When serious Catholics think of dangers connected with the internet, they might be apt to think first of things like pornography. If they know the Catholic moral tradition well, they might also think of gossip. That tradition tells us that detraction–trafficking in unflattering information about other people–is a sin, yet how many websites are devoted almost entirely to this very purpose? What we probably don’t think about first, but what does deserve some consideration, is the danger posed by the internet quite apart from its sinful uses. In other words, the danger that by becoming habituated to the overuse of the internet we diminish our minds and crowd out other important activities and experiences.

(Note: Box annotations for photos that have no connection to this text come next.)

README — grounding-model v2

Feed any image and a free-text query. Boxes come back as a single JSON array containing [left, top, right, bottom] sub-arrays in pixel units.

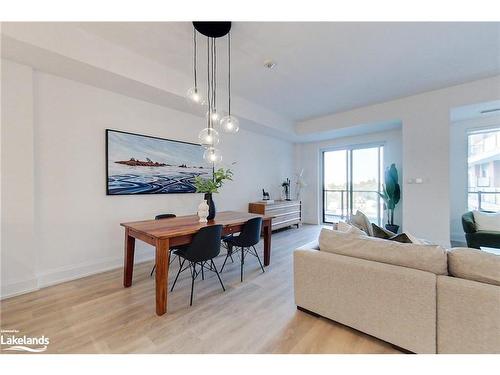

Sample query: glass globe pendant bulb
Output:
[[198, 128, 219, 147], [203, 147, 222, 164], [206, 110, 221, 125], [186, 87, 205, 105], [220, 115, 240, 133]]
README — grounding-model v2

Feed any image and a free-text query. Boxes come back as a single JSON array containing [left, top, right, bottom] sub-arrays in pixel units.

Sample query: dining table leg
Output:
[[123, 228, 135, 288], [263, 219, 271, 266], [155, 238, 170, 315]]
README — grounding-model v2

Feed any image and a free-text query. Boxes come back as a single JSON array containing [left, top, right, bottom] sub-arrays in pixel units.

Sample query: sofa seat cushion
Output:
[[472, 211, 500, 232], [319, 229, 448, 275], [448, 247, 500, 286]]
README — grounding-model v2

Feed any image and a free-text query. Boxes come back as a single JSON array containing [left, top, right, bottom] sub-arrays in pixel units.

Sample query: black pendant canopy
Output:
[[193, 22, 231, 38]]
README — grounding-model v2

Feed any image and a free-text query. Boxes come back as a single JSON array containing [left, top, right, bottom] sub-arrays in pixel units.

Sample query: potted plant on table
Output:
[[379, 163, 401, 233], [194, 168, 233, 220]]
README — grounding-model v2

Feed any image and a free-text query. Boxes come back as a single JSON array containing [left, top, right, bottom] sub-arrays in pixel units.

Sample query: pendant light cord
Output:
[[207, 37, 211, 129], [227, 31, 231, 116], [193, 27, 198, 93]]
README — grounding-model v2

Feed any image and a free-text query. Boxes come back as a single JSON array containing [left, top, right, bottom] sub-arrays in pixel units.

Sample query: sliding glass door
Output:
[[323, 146, 384, 224]]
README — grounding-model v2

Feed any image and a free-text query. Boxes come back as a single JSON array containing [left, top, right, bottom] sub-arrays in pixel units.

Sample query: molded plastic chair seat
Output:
[[171, 225, 226, 305], [220, 217, 265, 281]]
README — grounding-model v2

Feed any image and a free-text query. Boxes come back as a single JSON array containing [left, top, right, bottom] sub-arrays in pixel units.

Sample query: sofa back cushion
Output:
[[472, 211, 500, 232], [448, 247, 500, 286], [319, 229, 448, 275]]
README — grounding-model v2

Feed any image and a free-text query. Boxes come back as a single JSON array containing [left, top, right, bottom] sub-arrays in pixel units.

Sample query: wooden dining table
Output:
[[120, 211, 272, 315]]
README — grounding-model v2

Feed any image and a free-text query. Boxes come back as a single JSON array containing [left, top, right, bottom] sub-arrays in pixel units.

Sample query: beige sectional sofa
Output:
[[294, 229, 500, 353]]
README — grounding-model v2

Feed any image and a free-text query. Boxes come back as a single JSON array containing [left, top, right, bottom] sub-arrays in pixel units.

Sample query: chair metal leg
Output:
[[219, 254, 229, 273], [252, 246, 266, 273], [210, 259, 226, 292], [189, 263, 196, 306], [241, 247, 245, 282], [170, 257, 186, 292]]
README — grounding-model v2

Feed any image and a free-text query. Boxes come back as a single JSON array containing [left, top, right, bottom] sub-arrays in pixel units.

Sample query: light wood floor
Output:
[[1, 225, 398, 353]]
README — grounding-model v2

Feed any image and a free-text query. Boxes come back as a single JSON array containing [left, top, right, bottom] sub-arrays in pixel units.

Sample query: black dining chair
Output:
[[170, 225, 226, 306], [220, 217, 265, 282], [149, 214, 186, 276]]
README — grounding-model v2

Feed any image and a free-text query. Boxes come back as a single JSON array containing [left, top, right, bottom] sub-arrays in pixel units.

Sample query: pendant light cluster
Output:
[[187, 22, 239, 164]]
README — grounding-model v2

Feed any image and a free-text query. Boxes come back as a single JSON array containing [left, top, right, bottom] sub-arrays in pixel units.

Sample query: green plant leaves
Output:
[[194, 168, 233, 193]]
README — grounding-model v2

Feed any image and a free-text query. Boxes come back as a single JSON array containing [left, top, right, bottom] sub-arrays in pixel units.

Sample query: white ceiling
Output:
[[79, 22, 500, 121]]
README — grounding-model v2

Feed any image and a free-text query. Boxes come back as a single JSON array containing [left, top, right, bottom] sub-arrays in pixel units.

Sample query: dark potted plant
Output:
[[379, 164, 401, 233], [194, 168, 233, 220]]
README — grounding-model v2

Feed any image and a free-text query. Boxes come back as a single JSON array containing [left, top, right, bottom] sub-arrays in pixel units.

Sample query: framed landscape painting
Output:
[[106, 129, 213, 195]]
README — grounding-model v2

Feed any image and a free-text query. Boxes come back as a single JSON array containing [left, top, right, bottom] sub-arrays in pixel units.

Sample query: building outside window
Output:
[[467, 128, 500, 211], [322, 145, 384, 224]]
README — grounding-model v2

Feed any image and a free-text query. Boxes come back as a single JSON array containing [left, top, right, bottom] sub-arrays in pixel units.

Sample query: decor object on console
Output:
[[379, 163, 401, 233], [248, 200, 302, 230], [187, 22, 240, 164], [198, 200, 209, 223], [281, 178, 291, 201], [262, 189, 270, 201], [194, 168, 233, 220], [295, 169, 307, 201], [106, 129, 213, 195]]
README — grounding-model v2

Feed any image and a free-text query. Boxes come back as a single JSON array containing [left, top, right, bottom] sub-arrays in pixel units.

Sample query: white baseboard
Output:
[[0, 253, 154, 300], [0, 279, 39, 300]]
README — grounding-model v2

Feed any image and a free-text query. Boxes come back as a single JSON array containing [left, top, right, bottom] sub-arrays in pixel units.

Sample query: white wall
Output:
[[0, 61, 37, 294], [2, 62, 293, 296], [295, 129, 403, 228], [450, 116, 500, 243], [296, 76, 500, 246]]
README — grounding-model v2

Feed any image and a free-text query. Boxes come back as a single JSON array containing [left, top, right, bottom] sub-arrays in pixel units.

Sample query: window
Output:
[[323, 146, 384, 224], [467, 129, 500, 211]]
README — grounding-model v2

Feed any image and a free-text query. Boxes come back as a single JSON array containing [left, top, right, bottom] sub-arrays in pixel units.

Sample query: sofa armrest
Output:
[[437, 276, 500, 354], [462, 211, 476, 233], [293, 250, 436, 353], [297, 240, 319, 250]]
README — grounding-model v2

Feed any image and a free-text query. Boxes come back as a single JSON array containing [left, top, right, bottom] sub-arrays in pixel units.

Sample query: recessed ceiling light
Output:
[[264, 60, 276, 69]]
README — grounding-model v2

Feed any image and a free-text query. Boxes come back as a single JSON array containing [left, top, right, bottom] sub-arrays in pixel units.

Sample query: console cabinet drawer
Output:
[[248, 201, 302, 230]]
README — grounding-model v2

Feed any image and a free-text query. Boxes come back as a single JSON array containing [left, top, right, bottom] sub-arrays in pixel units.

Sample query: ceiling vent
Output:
[[480, 108, 500, 115]]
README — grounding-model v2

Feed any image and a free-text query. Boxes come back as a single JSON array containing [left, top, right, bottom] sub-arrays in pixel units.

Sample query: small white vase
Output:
[[198, 200, 208, 223]]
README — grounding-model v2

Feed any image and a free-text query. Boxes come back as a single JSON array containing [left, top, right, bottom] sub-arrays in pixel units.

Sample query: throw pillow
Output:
[[372, 223, 396, 240], [337, 221, 366, 236], [472, 211, 500, 232], [372, 223, 426, 245], [349, 210, 373, 236], [388, 233, 413, 243]]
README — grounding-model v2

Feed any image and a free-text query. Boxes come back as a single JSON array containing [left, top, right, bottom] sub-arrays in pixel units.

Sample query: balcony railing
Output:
[[323, 189, 382, 223], [468, 191, 500, 211]]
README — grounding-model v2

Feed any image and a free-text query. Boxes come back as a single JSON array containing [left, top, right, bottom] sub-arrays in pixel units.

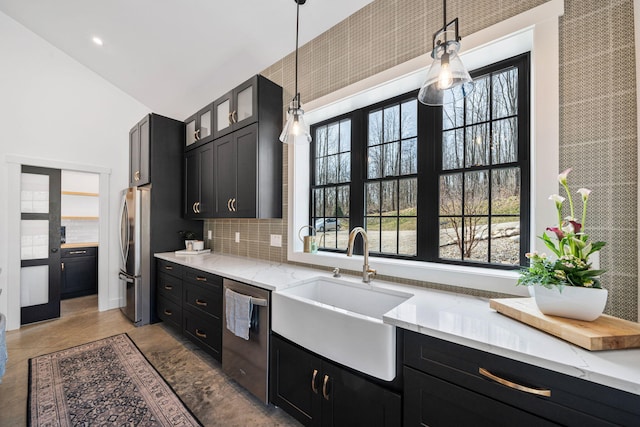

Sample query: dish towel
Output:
[[0, 314, 9, 383], [224, 289, 252, 340]]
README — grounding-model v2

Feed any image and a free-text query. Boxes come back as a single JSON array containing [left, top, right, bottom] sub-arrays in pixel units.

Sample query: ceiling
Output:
[[0, 0, 372, 120]]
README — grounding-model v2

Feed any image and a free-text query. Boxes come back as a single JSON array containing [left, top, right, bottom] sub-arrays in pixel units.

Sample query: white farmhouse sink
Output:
[[271, 277, 413, 381]]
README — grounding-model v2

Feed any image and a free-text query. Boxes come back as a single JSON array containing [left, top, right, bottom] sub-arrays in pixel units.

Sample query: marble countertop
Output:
[[156, 252, 640, 395]]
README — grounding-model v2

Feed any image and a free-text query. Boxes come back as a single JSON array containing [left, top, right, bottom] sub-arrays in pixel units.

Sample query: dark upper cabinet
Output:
[[184, 104, 213, 150], [213, 75, 258, 138], [270, 335, 402, 426], [129, 115, 151, 187], [183, 142, 214, 219]]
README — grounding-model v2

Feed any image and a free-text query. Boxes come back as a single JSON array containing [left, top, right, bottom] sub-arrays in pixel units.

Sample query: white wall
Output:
[[0, 12, 149, 329]]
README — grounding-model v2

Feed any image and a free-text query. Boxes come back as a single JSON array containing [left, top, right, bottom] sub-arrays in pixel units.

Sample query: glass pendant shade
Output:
[[280, 94, 311, 144], [418, 32, 473, 105]]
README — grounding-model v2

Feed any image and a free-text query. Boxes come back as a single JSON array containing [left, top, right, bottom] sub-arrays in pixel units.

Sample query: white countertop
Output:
[[156, 252, 640, 395]]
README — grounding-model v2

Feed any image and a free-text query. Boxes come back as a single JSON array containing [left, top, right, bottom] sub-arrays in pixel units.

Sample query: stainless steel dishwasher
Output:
[[222, 279, 271, 404]]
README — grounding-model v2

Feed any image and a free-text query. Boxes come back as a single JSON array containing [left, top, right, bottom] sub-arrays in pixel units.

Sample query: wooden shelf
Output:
[[62, 191, 100, 197], [60, 216, 100, 221]]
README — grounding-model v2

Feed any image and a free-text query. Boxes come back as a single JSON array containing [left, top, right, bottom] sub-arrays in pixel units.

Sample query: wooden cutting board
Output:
[[489, 298, 640, 350]]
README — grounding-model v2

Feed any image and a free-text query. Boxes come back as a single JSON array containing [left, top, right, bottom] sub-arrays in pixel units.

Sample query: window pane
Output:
[[398, 217, 418, 255], [338, 153, 351, 182], [400, 99, 418, 138], [340, 120, 351, 153], [382, 142, 400, 176], [327, 123, 340, 154], [365, 217, 380, 252], [466, 123, 491, 167], [439, 217, 462, 260], [381, 180, 398, 216], [440, 173, 462, 215], [491, 118, 518, 165], [315, 126, 327, 157], [365, 182, 380, 215], [380, 217, 398, 254], [384, 105, 400, 142], [490, 216, 520, 265], [492, 68, 518, 119], [399, 178, 418, 216], [367, 145, 382, 178], [367, 111, 382, 146], [336, 185, 349, 217], [464, 171, 489, 215], [442, 129, 464, 170], [400, 138, 418, 175], [465, 75, 490, 125], [491, 168, 520, 215]]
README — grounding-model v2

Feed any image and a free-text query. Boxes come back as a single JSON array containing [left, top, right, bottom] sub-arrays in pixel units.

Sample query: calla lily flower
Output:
[[558, 168, 571, 185]]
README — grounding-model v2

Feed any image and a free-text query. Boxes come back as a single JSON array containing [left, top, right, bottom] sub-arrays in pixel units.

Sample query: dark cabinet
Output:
[[60, 247, 98, 299], [403, 332, 640, 427], [183, 143, 214, 219], [129, 116, 151, 187], [213, 123, 282, 218], [184, 104, 213, 149], [270, 335, 402, 426]]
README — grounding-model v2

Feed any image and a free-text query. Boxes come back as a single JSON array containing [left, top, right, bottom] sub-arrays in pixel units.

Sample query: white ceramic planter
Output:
[[534, 285, 608, 322]]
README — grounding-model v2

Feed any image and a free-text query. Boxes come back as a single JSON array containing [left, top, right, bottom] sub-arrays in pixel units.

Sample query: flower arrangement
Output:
[[518, 169, 605, 290]]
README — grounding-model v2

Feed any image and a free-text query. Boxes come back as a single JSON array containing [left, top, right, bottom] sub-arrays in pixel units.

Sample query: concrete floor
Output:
[[0, 295, 300, 427]]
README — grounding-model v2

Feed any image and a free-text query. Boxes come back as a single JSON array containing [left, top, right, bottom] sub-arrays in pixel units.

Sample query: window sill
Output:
[[288, 252, 529, 296]]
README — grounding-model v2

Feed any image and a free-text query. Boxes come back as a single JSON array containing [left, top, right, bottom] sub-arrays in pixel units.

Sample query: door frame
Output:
[[0, 155, 111, 330]]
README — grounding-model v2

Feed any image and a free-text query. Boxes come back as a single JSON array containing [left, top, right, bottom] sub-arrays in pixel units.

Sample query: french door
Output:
[[20, 166, 61, 325]]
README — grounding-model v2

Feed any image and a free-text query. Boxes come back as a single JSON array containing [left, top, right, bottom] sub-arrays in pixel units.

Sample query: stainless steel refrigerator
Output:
[[119, 187, 153, 326]]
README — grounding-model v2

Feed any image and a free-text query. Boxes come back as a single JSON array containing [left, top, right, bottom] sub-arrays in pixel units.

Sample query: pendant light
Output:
[[280, 0, 311, 144], [418, 0, 473, 105]]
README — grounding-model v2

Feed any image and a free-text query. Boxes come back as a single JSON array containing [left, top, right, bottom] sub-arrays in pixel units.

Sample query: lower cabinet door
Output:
[[404, 367, 557, 427], [182, 309, 222, 362]]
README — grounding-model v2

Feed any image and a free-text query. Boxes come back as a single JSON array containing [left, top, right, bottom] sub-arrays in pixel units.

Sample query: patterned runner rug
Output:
[[27, 334, 201, 426]]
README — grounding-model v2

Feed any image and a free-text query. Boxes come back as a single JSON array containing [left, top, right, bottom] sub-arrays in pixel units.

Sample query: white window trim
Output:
[[287, 0, 564, 295]]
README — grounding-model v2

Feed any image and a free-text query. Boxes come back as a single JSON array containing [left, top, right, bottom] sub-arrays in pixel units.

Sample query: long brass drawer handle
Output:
[[311, 369, 318, 394], [478, 368, 551, 397], [322, 375, 329, 400]]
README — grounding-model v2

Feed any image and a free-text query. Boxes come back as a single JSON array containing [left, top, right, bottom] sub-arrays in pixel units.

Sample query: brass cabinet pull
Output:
[[311, 369, 318, 394], [478, 368, 551, 397], [322, 375, 329, 400]]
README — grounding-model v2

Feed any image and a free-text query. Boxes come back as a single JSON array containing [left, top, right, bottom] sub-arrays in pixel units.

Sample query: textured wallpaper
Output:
[[205, 0, 638, 320]]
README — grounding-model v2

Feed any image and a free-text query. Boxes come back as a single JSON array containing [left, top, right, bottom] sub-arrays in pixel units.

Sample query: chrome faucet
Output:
[[347, 227, 376, 283]]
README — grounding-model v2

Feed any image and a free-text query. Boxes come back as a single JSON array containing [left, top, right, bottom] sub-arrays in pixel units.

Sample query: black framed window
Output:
[[310, 54, 530, 268]]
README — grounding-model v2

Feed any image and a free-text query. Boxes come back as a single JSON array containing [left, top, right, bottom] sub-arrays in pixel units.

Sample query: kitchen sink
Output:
[[271, 277, 413, 381]]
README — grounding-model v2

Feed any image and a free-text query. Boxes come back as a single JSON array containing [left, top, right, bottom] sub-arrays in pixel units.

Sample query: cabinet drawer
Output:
[[182, 309, 222, 361], [182, 267, 222, 292], [157, 296, 182, 330], [182, 282, 222, 319], [157, 272, 182, 304], [404, 332, 640, 425], [157, 258, 183, 278]]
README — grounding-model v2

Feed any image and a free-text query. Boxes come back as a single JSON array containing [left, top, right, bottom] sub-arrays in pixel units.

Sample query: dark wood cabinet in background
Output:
[[270, 335, 402, 426], [404, 331, 640, 427], [60, 246, 98, 299], [183, 143, 215, 219], [129, 115, 151, 187]]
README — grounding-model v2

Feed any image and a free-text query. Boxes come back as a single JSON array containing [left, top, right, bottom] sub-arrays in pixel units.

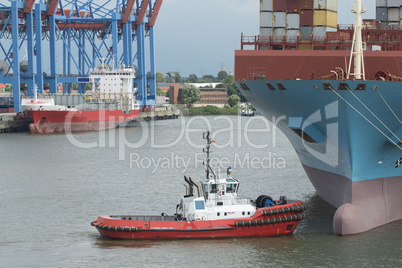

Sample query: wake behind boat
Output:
[[91, 131, 306, 239]]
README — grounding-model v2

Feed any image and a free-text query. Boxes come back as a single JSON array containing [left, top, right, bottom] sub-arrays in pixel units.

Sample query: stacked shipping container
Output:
[[376, 0, 402, 29], [260, 0, 338, 41]]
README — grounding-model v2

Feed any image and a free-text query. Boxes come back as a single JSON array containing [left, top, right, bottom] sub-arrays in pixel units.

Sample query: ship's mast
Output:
[[203, 130, 216, 181], [347, 0, 366, 80]]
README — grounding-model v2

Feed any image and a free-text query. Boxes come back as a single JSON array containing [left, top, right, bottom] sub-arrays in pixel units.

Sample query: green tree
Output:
[[183, 84, 202, 106], [215, 84, 226, 88], [188, 74, 198, 83], [228, 94, 240, 107], [155, 72, 166, 83], [156, 87, 166, 96], [217, 71, 228, 81], [174, 72, 184, 83], [85, 83, 92, 91], [200, 84, 214, 88], [202, 74, 215, 83]]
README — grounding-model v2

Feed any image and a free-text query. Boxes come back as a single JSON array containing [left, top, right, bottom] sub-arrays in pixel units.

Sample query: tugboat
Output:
[[91, 131, 306, 239]]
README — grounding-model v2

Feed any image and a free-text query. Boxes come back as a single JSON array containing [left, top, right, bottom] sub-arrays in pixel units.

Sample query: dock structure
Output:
[[140, 107, 180, 121], [0, 0, 163, 112], [0, 113, 30, 133]]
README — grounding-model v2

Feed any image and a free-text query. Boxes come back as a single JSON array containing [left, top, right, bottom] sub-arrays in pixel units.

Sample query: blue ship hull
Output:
[[238, 80, 402, 235]]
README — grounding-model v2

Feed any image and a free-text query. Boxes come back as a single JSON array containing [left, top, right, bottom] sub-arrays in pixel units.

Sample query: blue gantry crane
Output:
[[0, 0, 163, 111]]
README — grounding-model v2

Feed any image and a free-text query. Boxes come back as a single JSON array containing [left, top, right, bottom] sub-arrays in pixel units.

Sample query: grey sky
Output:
[[155, 0, 375, 77]]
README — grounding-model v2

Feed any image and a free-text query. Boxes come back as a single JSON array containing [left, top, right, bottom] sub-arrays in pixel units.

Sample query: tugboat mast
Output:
[[204, 130, 216, 180], [346, 0, 366, 80]]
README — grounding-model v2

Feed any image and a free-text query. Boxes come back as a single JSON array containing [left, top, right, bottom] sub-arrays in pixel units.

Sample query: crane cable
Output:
[[329, 87, 402, 151], [348, 87, 401, 141], [374, 87, 402, 125]]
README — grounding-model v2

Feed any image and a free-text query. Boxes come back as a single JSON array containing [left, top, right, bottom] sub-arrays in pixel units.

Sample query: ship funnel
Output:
[[184, 176, 194, 196], [189, 177, 202, 197]]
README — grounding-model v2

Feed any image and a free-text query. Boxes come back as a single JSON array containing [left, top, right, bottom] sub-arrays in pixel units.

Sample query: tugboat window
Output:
[[210, 184, 217, 193], [195, 201, 205, 210], [226, 183, 236, 193]]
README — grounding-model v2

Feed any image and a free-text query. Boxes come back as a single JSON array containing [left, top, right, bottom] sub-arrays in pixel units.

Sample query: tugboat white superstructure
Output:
[[91, 131, 306, 239]]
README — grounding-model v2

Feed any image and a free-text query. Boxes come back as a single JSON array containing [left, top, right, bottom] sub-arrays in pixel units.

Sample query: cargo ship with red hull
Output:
[[235, 0, 402, 235], [91, 132, 306, 239], [21, 64, 140, 134]]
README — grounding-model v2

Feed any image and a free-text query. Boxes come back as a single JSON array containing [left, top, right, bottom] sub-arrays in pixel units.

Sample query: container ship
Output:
[[235, 0, 402, 235], [21, 63, 140, 134]]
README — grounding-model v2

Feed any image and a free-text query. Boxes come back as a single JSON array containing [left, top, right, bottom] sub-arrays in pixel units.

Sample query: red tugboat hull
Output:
[[25, 110, 140, 134], [91, 201, 306, 239]]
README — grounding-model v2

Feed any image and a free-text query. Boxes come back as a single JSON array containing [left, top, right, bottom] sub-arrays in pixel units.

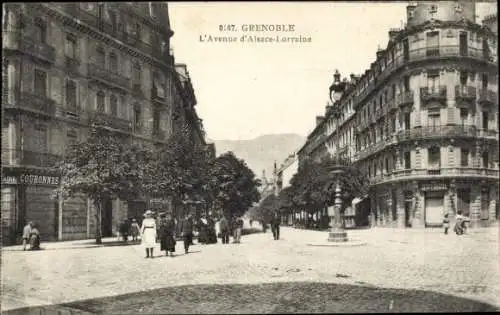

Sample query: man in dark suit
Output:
[[181, 214, 194, 254], [219, 215, 230, 244], [271, 212, 281, 240]]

Doyle McManus of the Los Angeles Times has a good column on this very topic, under the humorous title, “How a Demon ipad Stole my Summer Vacation.” He recalls how in the past his vacation was really more a vacation, because he was almost totally inaccessible to his work. There was no e-mail to check, no news websites to read, so he read novels and spent time playing games with his family. No more. While we’re on this topic we could observe that by the very same process the internet has vastly changed (and I would say not for the better) our experience of the weekend and even of evenings at home away from work.
McManus does not just leave it at his personal experience of internet overuse, but he also cites some studies about the phenomenon. Here are some of the interesting ones he mentions.
We tend to think of technology as nothing more than a tool. but as some astute philosophers have observed, it is more than that, because it commonly changes the way we live, or changes our way of being, which is coming pretty close to changing what we are. The more technology we have, and the more sophisticated it is, the more it will take careful thought and deliberate effort for us to use it while not permitting it to transform us into something we shouldn’t want to be.